When JConsole connects to a Java application, it reports information about the application. The details include memory usage, the running threads, and the loaded classes. This data helps you monitor the behavior of your application and the JVM. The information is useful in understanding performance problems, memory usage issues, hangs, or deadlocks.

Setting up JConsole to monitor a Java application

  1. The Java application that you want to monitor must be started with command-line options that make it accessible to JConsole from other systems or other users. JConsole can attach to processes owned by the same user on the same system without these options. The simplest set of options for monitoring are shown in the following example:
    -Dcom.sun.management.jmxremote.port=<port number>
    -Dcom.sun.management.jmxremote.authenticate=false
    -Dcom.sun.management.jmxremote.ssl=false
    The value for <port number> must be a free port on your system. In this example, the authenticate and ssl options prevent password authentication and encryption by using Secure Sockets Layer (SSL). Using these options allows JConsole, or any other JMX agent, to connect to your Java application if it has access to the specified port. Use these non-secure options only in a development or testing environment. For more information about configuring security options, see https://docs.oracle.com/javase/8/docs/technotes/guides/jmx/overview/connectors.html.
  2. Start JConsole by typing jconsole on the command line. Your path must contain the bin directory of a Java installation.
  3. The JConsole New Connection dialog opens: Enter the host name and port number that you specified in step 1. If you are running JConsole on the same workstation as your Java application, leave the host name value as localhost. For a remote system, set the host field value to the host name or IP address of the workstation. Leave the Username and Password fields blank if you used the options specified in step 1.
  4. Click connect. JConsole starts and displays the Summary tab.

Setting up JConsole to monitor itself

JConsole can monitor itself. This ability is useful for simple troubleshooting of the Java environment.
  1. Start JConsole by typing jconsole on the command line. Your path must contain the bin directory of the SDK.
  2. The JConsole New Connection dialog opens: Enter localhost:0 in the Remote Process field.
  3. Click connect. JConsole starts and displays the summary tab.

Using JConsole to monitor a Java application

The JConsole Summary tab shows key details about the connected JVM. From here, you can select any of the other tabs for more details on a particular aspect. The Memory tab shows a history of usage of each memory pool in the JVM, – the most useful being the heap memory usage.
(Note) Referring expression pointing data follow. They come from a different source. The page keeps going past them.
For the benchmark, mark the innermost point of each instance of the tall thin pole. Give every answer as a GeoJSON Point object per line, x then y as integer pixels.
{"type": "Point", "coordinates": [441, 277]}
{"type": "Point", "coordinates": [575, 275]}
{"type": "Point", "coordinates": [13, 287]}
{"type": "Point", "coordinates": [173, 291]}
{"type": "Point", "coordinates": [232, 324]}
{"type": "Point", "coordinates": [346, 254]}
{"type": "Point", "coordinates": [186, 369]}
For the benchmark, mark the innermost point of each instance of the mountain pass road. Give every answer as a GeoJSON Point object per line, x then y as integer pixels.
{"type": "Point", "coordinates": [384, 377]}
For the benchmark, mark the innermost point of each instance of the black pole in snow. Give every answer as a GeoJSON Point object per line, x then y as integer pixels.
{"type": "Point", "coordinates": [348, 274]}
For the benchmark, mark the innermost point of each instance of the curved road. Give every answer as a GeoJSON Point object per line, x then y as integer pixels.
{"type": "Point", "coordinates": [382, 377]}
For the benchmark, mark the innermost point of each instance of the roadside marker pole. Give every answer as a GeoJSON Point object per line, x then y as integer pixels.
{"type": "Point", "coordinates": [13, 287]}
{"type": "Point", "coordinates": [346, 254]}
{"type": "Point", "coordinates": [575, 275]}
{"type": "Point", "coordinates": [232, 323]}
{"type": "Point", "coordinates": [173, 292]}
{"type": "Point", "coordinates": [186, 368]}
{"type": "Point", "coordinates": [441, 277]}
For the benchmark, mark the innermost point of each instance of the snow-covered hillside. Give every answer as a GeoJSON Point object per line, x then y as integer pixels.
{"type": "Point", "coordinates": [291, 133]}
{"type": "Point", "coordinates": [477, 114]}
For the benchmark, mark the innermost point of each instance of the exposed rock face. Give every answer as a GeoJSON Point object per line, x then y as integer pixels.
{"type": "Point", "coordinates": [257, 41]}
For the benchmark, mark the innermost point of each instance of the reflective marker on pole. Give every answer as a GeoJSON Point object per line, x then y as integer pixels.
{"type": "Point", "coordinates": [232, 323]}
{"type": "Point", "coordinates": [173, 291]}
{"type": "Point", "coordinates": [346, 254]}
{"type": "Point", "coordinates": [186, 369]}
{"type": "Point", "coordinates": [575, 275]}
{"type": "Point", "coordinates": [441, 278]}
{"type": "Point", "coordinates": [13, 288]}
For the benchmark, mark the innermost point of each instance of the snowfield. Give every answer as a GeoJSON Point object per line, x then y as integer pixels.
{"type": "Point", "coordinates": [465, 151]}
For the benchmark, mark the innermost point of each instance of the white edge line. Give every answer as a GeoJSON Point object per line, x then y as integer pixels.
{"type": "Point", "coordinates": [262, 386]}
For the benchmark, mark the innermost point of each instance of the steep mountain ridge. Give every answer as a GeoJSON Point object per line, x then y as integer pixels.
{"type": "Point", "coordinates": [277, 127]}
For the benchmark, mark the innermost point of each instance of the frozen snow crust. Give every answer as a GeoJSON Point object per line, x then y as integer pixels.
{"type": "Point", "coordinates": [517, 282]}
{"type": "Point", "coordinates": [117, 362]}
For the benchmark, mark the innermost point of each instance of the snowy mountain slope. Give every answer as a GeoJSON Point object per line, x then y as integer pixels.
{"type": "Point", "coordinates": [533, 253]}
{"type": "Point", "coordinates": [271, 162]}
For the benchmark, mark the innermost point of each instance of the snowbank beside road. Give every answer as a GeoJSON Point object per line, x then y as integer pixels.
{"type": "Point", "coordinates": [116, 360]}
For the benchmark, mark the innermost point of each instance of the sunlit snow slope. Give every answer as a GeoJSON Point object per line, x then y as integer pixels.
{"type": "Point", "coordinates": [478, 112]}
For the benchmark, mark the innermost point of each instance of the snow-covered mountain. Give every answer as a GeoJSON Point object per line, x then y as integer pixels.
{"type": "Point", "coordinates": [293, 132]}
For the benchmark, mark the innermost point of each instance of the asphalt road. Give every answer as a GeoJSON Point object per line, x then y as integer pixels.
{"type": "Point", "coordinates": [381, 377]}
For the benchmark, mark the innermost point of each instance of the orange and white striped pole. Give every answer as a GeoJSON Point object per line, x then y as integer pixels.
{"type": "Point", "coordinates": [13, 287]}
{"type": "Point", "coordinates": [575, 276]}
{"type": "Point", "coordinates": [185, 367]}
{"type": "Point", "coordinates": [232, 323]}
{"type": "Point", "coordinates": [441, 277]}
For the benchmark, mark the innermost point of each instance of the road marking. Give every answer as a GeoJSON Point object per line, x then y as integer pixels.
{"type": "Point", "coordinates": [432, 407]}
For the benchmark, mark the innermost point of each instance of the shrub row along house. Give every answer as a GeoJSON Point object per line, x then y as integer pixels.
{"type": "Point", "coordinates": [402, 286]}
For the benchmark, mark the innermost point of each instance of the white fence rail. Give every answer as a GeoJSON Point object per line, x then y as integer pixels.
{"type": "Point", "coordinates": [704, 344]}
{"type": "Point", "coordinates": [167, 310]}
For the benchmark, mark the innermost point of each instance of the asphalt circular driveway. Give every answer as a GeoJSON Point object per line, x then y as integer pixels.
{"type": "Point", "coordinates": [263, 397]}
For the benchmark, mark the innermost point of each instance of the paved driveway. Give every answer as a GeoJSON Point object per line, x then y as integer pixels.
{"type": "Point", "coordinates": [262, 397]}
You can also request that a garbage collection is carried out by clicking the Perform GC button. You must be connected with security options disabled as described previously, or be authenticated as a control user.

The Threads tab shows the number of threads currently running and a list of their IDs.

Clicking a thread ID shows the thread state and its current stack trace.

The Classes tab displays the current number of loaded classes and the number of classes loaded and unloaded since the application was started. Selecting the verbose output check box allows verbose class loading output to be switched on and off to see a list of classes that are loaded in the client JVM. The output is displayed on the stderr output of the client JVM.

The MBeans tab allows you to inspect the state of the platform MBeans, which provides more detail about the JVM. For more information about MBeans and J9 MXBean extensions, see the Language management interface section of the Eclipse OpenJ9 documentation.

Finally, the VM tab gives information about the environment in which your Java application is running, including any JVM arguments and the current class path.

Troubleshooting JConsole

JConsole is a Swing application. Running JConsole on the same workstation as the Java application you want to monitor affects the performance of your Java application. You can use JConsole to connect to a JVM running on a remote workstation to reduce the effect on application performance.

Because JConsole is a Java application, you can pass it Java command-line options through the application that starts JConsole by prefixing them with –J. For example, to change the maximum heap size that JConsole uses, add the command-line option -J-Xmx<size>.

JConsole uses the Attach API to connect to an application and can connect only to other J9 virtual machines. If you experience problems when using JConsole to monitor a remote application, the root cause might be the Attach API. To diagnose problems, see Java Attach API.

Known Limitations

Using the local process list
The local process list does not work. Use localhost:<port> in the Remote Process text entry field to connect to a local JVM.
CPU usage in the Overview tab
The CPU usage display does not work.